British expats, if you had babies here, I hate to break it to you: They’re Americans. Nevertheless, they’re also British by descent. Having two passports, however, doesn’t alter the fact that your burgeoning offspring might seem a little like aliens—albeit adorable ones—as they grow into syllable-slurring, corn dog-chomping yanks. There’s not much you can do to halt this process other than pack your bags and head back to Blighty permanently, but you can make sure to inject a bit of Britishness into their upbringing.
Show them U.K. TV
If you’re fine letting your children watch some telly (and let’s face it, most parents eventually fall into this camp), make sure some of their screen time is dedicated to British shows. Apart from Sesame Street, there’s little quality American TV for children anyway. Certainly nothing rivals recent British classics like In the Night Garden and Peppa Pig.
Read them British books
While writing this, an email arrived notifying me that my 20-month-old daughter’s tiger costume and plastic teapot shipped. Excellent. Because to celebrate our first “American Halloween” with a vaguely cognizant toddler, she’s going to dress as the very British “Tiger Who Came to Tea.” Like most American kids belonging to U.K. expats, she owns a healthy spread of books by authors of each nation, but I’m aware I’m frequently steering her toward those where the characters say “mummy” and eat sausages and chips for supper. Will this make her feel more British? Only time—and enough Roald Dahl to sink a giant peach—will tell.
Take trips to the U.K.
If your own British accent and ideals are fading away, let your U.K. family take over the indoctrination process. Even if you couldn’t give two hoots about your children’s Britishness, it’s an excellent excuse to dump them with the grandparents so you can zip off to Paris for the weekend. Or Rome. Remember your old life when European mini-breaks were a thing? They can be again! And you can holiday safely with the knowledge your kids are receiving a steady supply of character -building Marmite sandwiches, Crunchies, and apathy from the grandparents.
Encourage the grandparents to visit regularly
Gently persuade your folks to spend the majority of their retirement and savings on flights to the U.S. and Airbnb apartments 10 minutes from your place. Having them around is a superb way to ramp up your young American family’s exposure to Britishness. In addition, with a free babysitting service just around the corner, you’ll be able to head off on many more blissful, childless vacations.
Cook British food
These days, there aren’t many international culinary supplies that can’t be sourced online—or at your local supermarket. So making your kids the meals and snacks you grew up with involves minimal effort. You may just need to explain to little Peter and Jane that, while at home, we call those breaded orange oblongs “Fish Fingers” and the smaller yellow ones “chips.” Their friends may insist on referring to them as “Fish Sticks” and “fries.”
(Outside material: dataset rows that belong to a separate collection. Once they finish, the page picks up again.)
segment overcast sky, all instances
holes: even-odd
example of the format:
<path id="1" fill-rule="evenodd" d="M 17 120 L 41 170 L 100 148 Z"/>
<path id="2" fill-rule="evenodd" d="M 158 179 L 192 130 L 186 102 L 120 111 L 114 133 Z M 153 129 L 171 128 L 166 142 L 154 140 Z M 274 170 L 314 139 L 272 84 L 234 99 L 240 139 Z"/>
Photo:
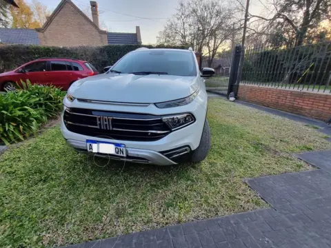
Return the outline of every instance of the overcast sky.
<path id="1" fill-rule="evenodd" d="M 61 0 L 39 1 L 52 10 L 54 10 L 61 1 Z M 88 11 L 89 14 L 90 13 L 90 0 L 72 1 L 84 12 Z M 98 3 L 101 23 L 104 23 L 111 32 L 135 32 L 136 25 L 139 25 L 143 43 L 147 45 L 156 43 L 157 33 L 163 30 L 167 18 L 171 17 L 176 12 L 179 0 L 95 1 Z M 251 1 L 250 12 L 258 14 L 261 11 L 260 3 L 265 1 Z M 31 1 L 32 0 L 26 0 L 27 3 Z M 241 1 L 245 3 L 245 0 Z"/>

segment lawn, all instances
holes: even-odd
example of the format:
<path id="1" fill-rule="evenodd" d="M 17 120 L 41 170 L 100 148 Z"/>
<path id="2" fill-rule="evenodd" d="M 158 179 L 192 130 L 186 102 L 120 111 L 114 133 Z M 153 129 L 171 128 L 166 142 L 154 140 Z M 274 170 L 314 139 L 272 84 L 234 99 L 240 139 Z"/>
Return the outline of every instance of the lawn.
<path id="1" fill-rule="evenodd" d="M 312 169 L 292 152 L 326 149 L 314 128 L 209 101 L 212 149 L 198 165 L 107 165 L 59 127 L 0 157 L 0 247 L 52 247 L 266 207 L 245 178 Z"/>

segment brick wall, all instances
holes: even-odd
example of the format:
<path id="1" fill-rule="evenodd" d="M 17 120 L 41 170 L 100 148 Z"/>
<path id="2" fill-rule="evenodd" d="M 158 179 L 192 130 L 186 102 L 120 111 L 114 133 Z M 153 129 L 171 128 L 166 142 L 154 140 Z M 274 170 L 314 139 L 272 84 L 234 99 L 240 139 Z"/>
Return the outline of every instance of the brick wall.
<path id="1" fill-rule="evenodd" d="M 42 45 L 78 46 L 108 44 L 107 34 L 97 29 L 69 2 L 66 2 L 50 23 L 37 29 Z"/>
<path id="2" fill-rule="evenodd" d="M 240 100 L 323 121 L 331 117 L 331 94 L 240 85 Z"/>

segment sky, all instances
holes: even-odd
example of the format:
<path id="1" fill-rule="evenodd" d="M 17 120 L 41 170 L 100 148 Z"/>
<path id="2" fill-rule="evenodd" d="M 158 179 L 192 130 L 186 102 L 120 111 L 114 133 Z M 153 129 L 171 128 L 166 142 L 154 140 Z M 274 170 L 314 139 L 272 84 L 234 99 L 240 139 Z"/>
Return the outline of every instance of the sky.
<path id="1" fill-rule="evenodd" d="M 53 10 L 61 0 L 39 0 Z M 90 0 L 72 0 L 79 8 L 87 10 Z M 175 13 L 179 0 L 94 0 L 98 3 L 100 22 L 110 32 L 135 32 L 140 26 L 143 44 L 154 44 L 159 31 L 163 30 L 166 19 Z M 31 3 L 32 0 L 26 0 Z M 117 12 L 128 15 L 113 12 Z M 148 18 L 140 19 L 137 17 Z"/>

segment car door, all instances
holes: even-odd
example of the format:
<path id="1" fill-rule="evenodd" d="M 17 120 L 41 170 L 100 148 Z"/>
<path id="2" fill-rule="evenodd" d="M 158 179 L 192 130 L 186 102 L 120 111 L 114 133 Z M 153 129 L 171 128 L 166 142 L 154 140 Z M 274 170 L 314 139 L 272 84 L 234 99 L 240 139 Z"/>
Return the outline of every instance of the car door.
<path id="1" fill-rule="evenodd" d="M 72 81 L 72 68 L 67 61 L 50 61 L 47 72 L 48 83 L 57 87 L 68 90 Z"/>
<path id="2" fill-rule="evenodd" d="M 23 72 L 19 73 L 18 78 L 31 83 L 44 85 L 46 83 L 46 61 L 32 62 L 23 68 Z"/>

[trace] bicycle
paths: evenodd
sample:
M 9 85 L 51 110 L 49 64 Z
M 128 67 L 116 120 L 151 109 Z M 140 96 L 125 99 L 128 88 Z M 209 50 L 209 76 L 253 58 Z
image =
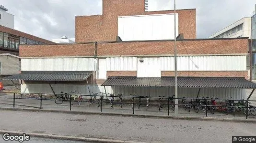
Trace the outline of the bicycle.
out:
M 138 109 L 140 109 L 140 107 L 142 104 L 141 102 L 141 99 L 143 98 L 143 96 L 139 96 L 139 106 Z
M 229 99 L 225 101 L 226 106 L 228 106 L 226 108 L 226 110 L 223 111 L 223 112 L 226 114 L 228 115 L 230 112 L 232 112 L 233 115 L 235 115 L 235 110 L 234 109 L 234 101 L 230 100 L 232 97 L 230 97 Z
M 174 109 L 175 109 L 175 103 L 174 97 L 174 95 L 168 97 L 168 100 L 169 100 L 171 102 L 171 108 L 173 110 L 173 111 L 174 111 Z
M 186 100 L 185 99 L 186 97 L 184 97 L 182 98 L 181 100 L 181 104 L 182 104 L 182 106 L 184 109 L 186 110 L 187 110 L 187 111 L 190 112 L 190 109 L 189 108 L 189 106 L 188 105 L 188 104 L 186 101 Z
M 70 96 L 68 93 L 66 92 L 65 93 L 65 96 L 63 96 L 63 92 L 61 92 L 60 93 L 61 94 L 58 95 L 57 97 L 55 99 L 55 100 L 54 102 L 55 102 L 55 103 L 57 104 L 61 104 L 63 102 L 63 101 L 67 101 L 70 100 L 70 98 L 71 96 Z M 71 101 L 71 105 L 72 105 L 73 104 L 73 101 Z
M 159 111 L 160 111 L 160 109 L 161 108 L 162 108 L 163 107 L 163 105 L 162 104 L 162 102 L 163 102 L 163 98 L 165 97 L 164 96 L 158 96 L 158 97 L 159 97 Z
M 95 103 L 96 97 L 98 95 L 98 93 L 92 92 L 93 94 L 93 95 L 90 95 L 90 99 L 89 102 L 87 102 L 87 106 L 90 106 L 93 103 Z
M 136 94 L 130 94 L 130 95 L 131 95 L 131 96 L 132 96 L 133 97 L 136 97 L 137 96 Z M 134 97 L 133 97 L 133 98 L 131 98 L 131 109 L 133 109 L 133 102 L 134 102 Z M 135 106 L 135 105 L 134 105 L 134 106 Z
M 246 115 L 247 113 L 247 111 L 246 108 L 248 108 L 248 116 L 249 116 L 251 114 L 251 108 L 250 107 L 247 107 L 246 103 L 244 101 L 244 99 L 243 99 L 242 100 L 240 100 L 238 101 L 238 102 L 234 104 L 234 107 L 235 110 L 236 112 L 244 112 L 245 115 Z M 248 102 L 248 104 L 250 103 Z M 248 105 L 248 107 L 249 107 Z
M 146 111 L 147 111 L 148 109 L 149 108 L 149 100 L 150 100 L 149 97 L 147 97 L 147 104 L 146 104 Z
M 83 96 L 82 95 L 82 92 L 81 92 L 79 93 L 80 94 L 80 95 L 78 97 L 78 98 L 79 105 L 80 105 L 81 104 L 81 102 L 83 101 Z

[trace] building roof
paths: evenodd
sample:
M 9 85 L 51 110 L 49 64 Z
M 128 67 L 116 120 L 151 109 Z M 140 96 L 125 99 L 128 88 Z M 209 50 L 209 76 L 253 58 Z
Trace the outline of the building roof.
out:
M 22 37 L 25 38 L 28 38 L 30 39 L 36 40 L 42 42 L 46 43 L 47 44 L 54 44 L 54 42 L 52 42 L 47 40 L 45 40 L 36 36 L 35 36 L 29 34 L 27 34 L 22 31 L 18 31 L 14 29 L 11 29 L 2 25 L 0 25 L 0 31 L 7 33 L 8 34 L 12 34 L 19 37 Z
M 15 57 L 15 58 L 17 58 L 21 59 L 21 58 L 20 57 L 19 57 L 19 56 L 17 56 L 16 55 L 13 55 L 13 54 L 11 54 L 9 53 L 0 54 L 0 56 L 12 56 L 13 57 Z
M 256 88 L 256 84 L 241 77 L 178 77 L 178 87 Z M 175 87 L 175 78 L 111 77 L 104 86 Z
M 3 80 L 83 81 L 92 72 L 31 71 L 3 78 Z

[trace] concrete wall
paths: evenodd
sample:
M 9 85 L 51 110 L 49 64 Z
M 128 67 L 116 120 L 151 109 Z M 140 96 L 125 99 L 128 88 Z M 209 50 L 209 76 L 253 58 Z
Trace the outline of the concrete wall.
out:
M 0 25 L 14 29 L 14 15 L 0 10 Z

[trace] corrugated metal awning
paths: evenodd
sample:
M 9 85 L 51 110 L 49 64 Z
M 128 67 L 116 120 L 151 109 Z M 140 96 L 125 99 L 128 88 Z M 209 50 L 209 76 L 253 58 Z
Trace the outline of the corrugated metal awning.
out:
M 256 88 L 256 84 L 243 77 L 178 77 L 178 87 Z M 109 77 L 104 86 L 175 87 L 174 77 L 137 78 Z
M 3 80 L 83 81 L 92 72 L 29 71 L 3 78 Z

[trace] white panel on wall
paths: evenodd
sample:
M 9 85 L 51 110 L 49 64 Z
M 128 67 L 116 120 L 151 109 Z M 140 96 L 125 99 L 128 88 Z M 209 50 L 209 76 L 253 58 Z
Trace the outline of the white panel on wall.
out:
M 138 58 L 137 77 L 161 77 L 161 59 L 157 58 L 141 58 L 143 62 Z
M 21 59 L 21 69 L 23 71 L 93 71 L 94 61 L 93 58 L 26 58 Z
M 83 94 L 89 95 L 87 85 L 77 84 L 52 84 L 56 93 L 60 92 L 70 92 L 76 91 L 77 93 L 83 92 Z M 105 92 L 104 87 L 100 85 L 89 85 L 91 92 Z M 145 87 L 108 87 L 106 86 L 107 93 L 115 93 L 116 95 L 124 93 L 124 96 L 130 96 L 130 94 L 139 96 L 149 96 L 150 88 Z M 178 88 L 178 97 L 196 98 L 199 88 Z M 47 84 L 22 84 L 21 92 L 23 93 L 48 93 L 52 92 Z M 150 97 L 158 97 L 158 96 L 168 97 L 174 94 L 174 88 L 171 87 L 151 87 Z M 240 100 L 246 98 L 245 91 L 243 89 L 231 88 L 201 88 L 199 97 L 218 97 L 220 99 L 227 99 L 232 97 L 233 100 Z M 124 98 L 125 99 L 125 98 Z M 156 99 L 158 100 L 158 99 Z
M 118 17 L 118 33 L 123 41 L 174 39 L 174 14 Z
M 99 67 L 98 69 L 98 77 L 99 79 L 106 79 L 106 59 L 99 59 Z
M 161 71 L 173 71 L 174 57 L 161 57 Z M 246 56 L 178 56 L 179 71 L 246 71 Z
M 136 71 L 136 57 L 107 58 L 107 71 Z

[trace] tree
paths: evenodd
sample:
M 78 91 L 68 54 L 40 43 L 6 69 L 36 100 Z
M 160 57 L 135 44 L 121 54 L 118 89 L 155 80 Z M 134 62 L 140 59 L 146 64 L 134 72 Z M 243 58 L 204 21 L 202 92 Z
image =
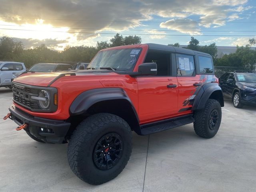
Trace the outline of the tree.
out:
M 174 44 L 170 44 L 167 45 L 168 46 L 172 46 L 173 47 L 180 47 L 180 44 L 179 43 L 175 43 Z
M 111 43 L 110 45 L 110 47 L 115 47 L 122 45 L 134 45 L 135 44 L 140 44 L 141 43 L 141 38 L 136 35 L 130 35 L 125 37 L 124 38 L 122 35 L 119 33 L 117 33 L 110 40 Z
M 0 59 L 11 59 L 14 56 L 20 54 L 24 48 L 21 41 L 4 36 L 0 39 Z
M 134 45 L 135 44 L 140 44 L 141 43 L 141 38 L 136 35 L 133 36 L 130 35 L 125 37 L 124 38 L 124 45 Z
M 191 40 L 189 42 L 188 46 L 186 47 L 187 49 L 194 50 L 195 51 L 198 51 L 198 45 L 199 44 L 199 41 L 194 37 L 191 37 Z
M 108 41 L 101 41 L 100 42 L 97 41 L 97 44 L 96 45 L 96 49 L 97 50 L 99 51 L 102 49 L 108 48 L 110 44 L 108 43 Z
M 122 35 L 120 35 L 119 33 L 117 33 L 114 38 L 110 39 L 110 47 L 115 47 L 124 45 L 124 38 Z

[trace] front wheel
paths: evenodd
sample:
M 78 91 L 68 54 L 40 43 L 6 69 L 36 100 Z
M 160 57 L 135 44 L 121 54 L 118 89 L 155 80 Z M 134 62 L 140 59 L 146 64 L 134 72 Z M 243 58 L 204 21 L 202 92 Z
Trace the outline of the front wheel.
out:
M 71 136 L 68 160 L 81 180 L 100 184 L 116 177 L 132 152 L 132 132 L 122 118 L 108 113 L 92 115 L 83 121 Z
M 214 137 L 220 126 L 221 116 L 220 103 L 214 99 L 208 99 L 204 109 L 194 112 L 195 132 L 198 135 L 204 138 Z
M 243 104 L 241 102 L 241 97 L 238 92 L 236 92 L 233 96 L 233 105 L 236 108 L 242 108 L 243 107 Z

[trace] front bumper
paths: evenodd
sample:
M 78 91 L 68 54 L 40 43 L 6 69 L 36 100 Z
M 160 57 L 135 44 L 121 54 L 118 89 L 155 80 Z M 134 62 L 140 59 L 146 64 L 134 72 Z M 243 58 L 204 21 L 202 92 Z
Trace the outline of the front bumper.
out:
M 20 126 L 26 123 L 28 128 L 26 131 L 36 137 L 47 143 L 62 143 L 64 140 L 70 123 L 64 121 L 54 120 L 35 117 L 30 115 L 16 107 L 12 104 L 9 110 L 12 114 L 12 119 Z M 42 131 L 41 128 L 44 130 L 51 129 L 52 133 Z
Teach them British English
You’ll find yourself imparting your own vocabulary without even trying. I’m personally fascinated to see how my daughter handles learning two languages. Yep, I‘m pretty sure that mastering British English and American English means you’re bilingual. I’ll be sure she writes that on college applications.
Meet other expat Brits with kids
To cement the dual-culture learning process for your children, join local British groups aimed at parents. If there’s not already a meet-up established in your area, why not start one? Call your group something with “beer” in the title (“Brit babies and beer?”) and the expats will come racing like starving lions who’ve just spotted an overweight antelope.